CN110550497B

CN110550497B - Yarn feeder with motorized yarn winding reel and rewinding system

Info

Publication number: CN110550497B
Application number: CN201910392827.4A
Authority: CN
Inventors: 罗萨里奥·卡斯泰利; G·佩德里尼
Original assignee: LGL Electronics SpA
Current assignee: LGL Electronics SpA
Priority date: 2018-05-30
Filing date: 2019-05-13
Publication date: 2022-09-23
Anticipated expiration: 2039-05-13
Also published as: US10947649B2; EP3575253A1; EP3575253B1; CN110550497A; US20190368086A1; IT201800005840A1

Abstract

The present invention relates to a yarn feeder with motorized yarn winding reel and rewinding system. The yarn winding assembly (12) mounted on the support (18) is provided with a motorized reel (14) and an inclined spacer pin (20), the yarn (Y) being wound between the motorized reel (14) and the spacer pin (20); the spacer pin (20) is supported so that it can rotate about the axis of the motorized reel (14) by means of a unidirectional rotation support; when the spool (14) rotates in the yarn unwinding direction and the spacer pins (20) are held against rotation by the stop means (38), the spacer pins (20) are free to rotate relative to the spool (14) and when the spool rotates in the opposite yarn rewinding direction, the spacer pins (20) are instead integral with the spool (14).

Description

Yarn feeder with motorized yarn winding reel and rewinding system

Technical Field

The present invention relates to a yarn feeder with motorized yarn winding reel, provided with a system for rewinding (rewind) a previously fed yarn.

Background

Yarn feeders of the so-called "active" type are known, in which the yarn originating from a supply reel is repeatedly wound between a motorized reel and a spacer pin having an axis slightly inclined with respect to the axis of the reel. By rotating the reel in the unwinding direction, the yarn is fed to a downstream textile machine, for example a knitting machine.

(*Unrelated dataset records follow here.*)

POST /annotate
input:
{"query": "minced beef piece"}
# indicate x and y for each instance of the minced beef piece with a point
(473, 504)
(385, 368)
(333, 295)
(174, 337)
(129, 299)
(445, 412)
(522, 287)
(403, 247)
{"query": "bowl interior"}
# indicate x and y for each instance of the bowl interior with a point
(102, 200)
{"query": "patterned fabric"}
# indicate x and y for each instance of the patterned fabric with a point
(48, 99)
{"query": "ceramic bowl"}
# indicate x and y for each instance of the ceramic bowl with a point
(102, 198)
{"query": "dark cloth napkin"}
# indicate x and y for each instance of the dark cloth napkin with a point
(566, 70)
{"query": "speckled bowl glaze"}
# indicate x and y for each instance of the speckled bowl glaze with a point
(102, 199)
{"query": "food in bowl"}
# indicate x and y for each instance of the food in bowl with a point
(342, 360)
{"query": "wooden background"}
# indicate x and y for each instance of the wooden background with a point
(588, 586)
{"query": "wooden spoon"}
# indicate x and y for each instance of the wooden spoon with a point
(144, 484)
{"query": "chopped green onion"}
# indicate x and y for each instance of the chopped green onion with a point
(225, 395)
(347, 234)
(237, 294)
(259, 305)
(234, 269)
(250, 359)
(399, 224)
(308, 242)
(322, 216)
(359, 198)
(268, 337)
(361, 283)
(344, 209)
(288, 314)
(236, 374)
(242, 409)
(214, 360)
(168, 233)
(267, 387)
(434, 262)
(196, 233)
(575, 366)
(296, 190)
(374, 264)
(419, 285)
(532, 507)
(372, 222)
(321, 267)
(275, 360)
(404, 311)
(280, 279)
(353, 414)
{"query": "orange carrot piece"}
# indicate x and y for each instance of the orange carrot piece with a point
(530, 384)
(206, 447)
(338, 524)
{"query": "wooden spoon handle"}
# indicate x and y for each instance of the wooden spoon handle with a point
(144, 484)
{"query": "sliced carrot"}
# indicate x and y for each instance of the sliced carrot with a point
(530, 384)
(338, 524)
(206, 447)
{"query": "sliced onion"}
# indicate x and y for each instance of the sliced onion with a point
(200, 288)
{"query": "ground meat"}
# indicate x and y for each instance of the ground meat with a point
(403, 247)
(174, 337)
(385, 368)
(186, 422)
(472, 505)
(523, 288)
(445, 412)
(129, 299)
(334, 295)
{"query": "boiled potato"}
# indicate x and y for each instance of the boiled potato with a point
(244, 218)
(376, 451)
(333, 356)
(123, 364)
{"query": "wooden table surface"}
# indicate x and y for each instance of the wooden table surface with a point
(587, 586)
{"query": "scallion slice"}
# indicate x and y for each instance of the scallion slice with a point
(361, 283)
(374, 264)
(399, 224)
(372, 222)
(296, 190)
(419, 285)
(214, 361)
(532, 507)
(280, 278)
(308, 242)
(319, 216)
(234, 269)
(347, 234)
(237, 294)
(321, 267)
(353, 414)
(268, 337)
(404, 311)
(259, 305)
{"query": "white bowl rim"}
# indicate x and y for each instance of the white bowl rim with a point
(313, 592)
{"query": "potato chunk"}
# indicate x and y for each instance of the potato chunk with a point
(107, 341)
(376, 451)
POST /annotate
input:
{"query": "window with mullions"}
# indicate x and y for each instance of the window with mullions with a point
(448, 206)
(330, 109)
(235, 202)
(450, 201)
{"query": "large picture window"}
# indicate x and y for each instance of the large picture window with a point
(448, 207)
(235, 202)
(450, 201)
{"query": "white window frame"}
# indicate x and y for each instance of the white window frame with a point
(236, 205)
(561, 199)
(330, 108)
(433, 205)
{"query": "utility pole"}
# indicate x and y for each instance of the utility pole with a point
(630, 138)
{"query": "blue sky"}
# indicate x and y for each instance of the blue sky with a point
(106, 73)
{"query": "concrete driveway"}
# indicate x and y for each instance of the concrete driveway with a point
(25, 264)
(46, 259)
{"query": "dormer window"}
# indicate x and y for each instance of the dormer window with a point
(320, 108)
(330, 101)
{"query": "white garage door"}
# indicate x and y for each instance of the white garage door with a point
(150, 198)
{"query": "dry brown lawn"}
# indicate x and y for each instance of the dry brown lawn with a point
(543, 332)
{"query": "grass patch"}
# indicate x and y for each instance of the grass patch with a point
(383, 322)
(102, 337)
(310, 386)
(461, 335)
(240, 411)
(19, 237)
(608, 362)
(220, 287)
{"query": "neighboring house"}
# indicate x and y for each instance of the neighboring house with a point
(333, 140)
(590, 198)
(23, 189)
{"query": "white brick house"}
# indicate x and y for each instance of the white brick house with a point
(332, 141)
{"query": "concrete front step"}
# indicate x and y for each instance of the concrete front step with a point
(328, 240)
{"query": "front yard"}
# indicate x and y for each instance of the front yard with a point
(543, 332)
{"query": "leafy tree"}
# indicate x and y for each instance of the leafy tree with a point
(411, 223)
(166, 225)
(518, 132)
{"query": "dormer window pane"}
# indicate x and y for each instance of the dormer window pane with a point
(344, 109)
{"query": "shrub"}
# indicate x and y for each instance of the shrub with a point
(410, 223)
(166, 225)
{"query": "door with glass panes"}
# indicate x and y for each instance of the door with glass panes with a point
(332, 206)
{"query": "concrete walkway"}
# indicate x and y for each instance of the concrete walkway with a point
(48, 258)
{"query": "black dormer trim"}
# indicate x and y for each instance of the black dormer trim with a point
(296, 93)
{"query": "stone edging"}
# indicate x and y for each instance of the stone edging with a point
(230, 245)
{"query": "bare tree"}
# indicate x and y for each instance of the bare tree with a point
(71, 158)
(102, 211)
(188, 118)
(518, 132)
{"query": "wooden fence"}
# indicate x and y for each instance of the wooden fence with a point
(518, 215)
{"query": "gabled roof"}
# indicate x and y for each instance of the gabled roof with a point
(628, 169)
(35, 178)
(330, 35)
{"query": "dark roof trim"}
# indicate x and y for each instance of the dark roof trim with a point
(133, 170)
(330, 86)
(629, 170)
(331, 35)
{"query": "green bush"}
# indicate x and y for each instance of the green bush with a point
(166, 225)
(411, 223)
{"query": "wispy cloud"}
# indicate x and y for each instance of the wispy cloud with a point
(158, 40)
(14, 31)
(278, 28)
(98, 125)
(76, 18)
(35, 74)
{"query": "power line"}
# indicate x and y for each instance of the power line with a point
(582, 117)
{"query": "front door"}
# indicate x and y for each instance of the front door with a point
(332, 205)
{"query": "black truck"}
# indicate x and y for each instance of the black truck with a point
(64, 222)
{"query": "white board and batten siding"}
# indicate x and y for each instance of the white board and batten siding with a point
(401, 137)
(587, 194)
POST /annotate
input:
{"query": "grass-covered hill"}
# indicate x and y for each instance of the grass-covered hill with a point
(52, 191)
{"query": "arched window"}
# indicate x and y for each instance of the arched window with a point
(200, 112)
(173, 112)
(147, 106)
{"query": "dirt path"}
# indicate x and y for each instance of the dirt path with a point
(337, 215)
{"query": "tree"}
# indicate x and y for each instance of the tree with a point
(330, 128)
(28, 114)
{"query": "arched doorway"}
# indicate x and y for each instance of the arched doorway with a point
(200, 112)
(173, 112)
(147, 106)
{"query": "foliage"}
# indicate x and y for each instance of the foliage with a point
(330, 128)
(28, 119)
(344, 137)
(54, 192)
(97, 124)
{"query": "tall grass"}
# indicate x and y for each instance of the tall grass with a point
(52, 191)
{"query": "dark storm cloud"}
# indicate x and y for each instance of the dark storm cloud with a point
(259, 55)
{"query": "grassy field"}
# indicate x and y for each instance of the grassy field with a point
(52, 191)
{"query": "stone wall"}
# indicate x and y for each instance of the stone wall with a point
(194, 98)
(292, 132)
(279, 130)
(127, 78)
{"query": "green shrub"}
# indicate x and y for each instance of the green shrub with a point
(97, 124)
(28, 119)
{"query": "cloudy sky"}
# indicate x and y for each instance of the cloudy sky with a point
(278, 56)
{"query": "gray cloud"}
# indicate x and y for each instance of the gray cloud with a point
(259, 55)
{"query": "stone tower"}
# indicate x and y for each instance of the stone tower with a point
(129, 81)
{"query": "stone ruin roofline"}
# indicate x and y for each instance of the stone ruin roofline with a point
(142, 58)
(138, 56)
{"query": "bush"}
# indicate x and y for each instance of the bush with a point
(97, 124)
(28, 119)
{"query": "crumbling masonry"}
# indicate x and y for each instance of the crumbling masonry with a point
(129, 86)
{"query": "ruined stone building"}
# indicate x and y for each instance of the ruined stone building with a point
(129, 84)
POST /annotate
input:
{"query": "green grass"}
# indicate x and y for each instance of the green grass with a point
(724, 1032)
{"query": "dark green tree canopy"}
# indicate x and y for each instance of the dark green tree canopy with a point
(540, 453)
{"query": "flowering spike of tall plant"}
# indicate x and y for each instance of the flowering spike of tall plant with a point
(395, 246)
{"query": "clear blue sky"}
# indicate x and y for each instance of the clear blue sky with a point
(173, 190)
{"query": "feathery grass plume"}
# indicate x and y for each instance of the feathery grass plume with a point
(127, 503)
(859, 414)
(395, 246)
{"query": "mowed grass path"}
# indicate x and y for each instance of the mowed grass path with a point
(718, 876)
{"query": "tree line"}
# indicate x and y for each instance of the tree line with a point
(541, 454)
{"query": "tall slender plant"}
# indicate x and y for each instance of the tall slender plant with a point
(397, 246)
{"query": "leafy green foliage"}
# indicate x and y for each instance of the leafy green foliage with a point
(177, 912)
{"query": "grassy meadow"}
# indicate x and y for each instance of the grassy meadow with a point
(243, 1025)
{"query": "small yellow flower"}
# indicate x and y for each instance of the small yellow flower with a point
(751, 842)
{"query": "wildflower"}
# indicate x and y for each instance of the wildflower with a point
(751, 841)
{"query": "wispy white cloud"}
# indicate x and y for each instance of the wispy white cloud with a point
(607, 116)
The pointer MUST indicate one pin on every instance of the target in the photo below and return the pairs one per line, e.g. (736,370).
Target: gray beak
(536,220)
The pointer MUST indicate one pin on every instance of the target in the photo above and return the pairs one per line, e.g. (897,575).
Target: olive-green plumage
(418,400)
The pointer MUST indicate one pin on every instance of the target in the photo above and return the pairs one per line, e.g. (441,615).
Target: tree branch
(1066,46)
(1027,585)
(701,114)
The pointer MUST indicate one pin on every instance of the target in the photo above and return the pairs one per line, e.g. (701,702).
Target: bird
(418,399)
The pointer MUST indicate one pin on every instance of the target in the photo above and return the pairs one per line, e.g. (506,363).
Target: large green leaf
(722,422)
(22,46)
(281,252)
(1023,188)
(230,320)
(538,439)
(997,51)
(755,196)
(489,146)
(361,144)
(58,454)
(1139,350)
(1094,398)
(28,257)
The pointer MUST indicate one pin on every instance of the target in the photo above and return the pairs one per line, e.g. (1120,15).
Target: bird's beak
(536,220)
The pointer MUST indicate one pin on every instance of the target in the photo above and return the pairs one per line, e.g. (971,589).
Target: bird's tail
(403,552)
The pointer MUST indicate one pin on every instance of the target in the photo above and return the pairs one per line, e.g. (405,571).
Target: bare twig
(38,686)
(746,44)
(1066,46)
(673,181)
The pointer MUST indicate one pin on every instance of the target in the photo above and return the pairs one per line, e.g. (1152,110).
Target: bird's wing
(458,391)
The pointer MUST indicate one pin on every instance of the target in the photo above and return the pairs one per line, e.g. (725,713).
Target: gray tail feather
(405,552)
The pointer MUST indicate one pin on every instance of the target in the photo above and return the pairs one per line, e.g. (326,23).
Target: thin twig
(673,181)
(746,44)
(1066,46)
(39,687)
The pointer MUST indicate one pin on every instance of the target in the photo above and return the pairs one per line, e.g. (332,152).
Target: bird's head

The purpose of the spacer pins is to keep the yarn turns (yarn turns) wound on the reel axially spaced from each other.

The yarn tension is continuously monitored by a load cell connected to a control unit. The control unit adjusts the speed of the reel on the basis of the signals received from the load cell so as to maintain the tension of the yarn fed to the downstream machine substantially constant at a desired level, thus favouring the quality of the knitting produced.

As is known, during knitting, the feeder must generally recover a portion of the yarn previously fed to the downstream machine.

In these cases, a return device may be provided upstream of the feeder. During recovery, the yarn winding reel rotates in the opposite direction with respect to the feeding direction and, at the same time, the return device is activated to keep the yarn upstream of the reel under tension.

A solution of this type is shown, for example, in EP1501970B1, in which the return device is based on a Venturi tube (Venturi tube).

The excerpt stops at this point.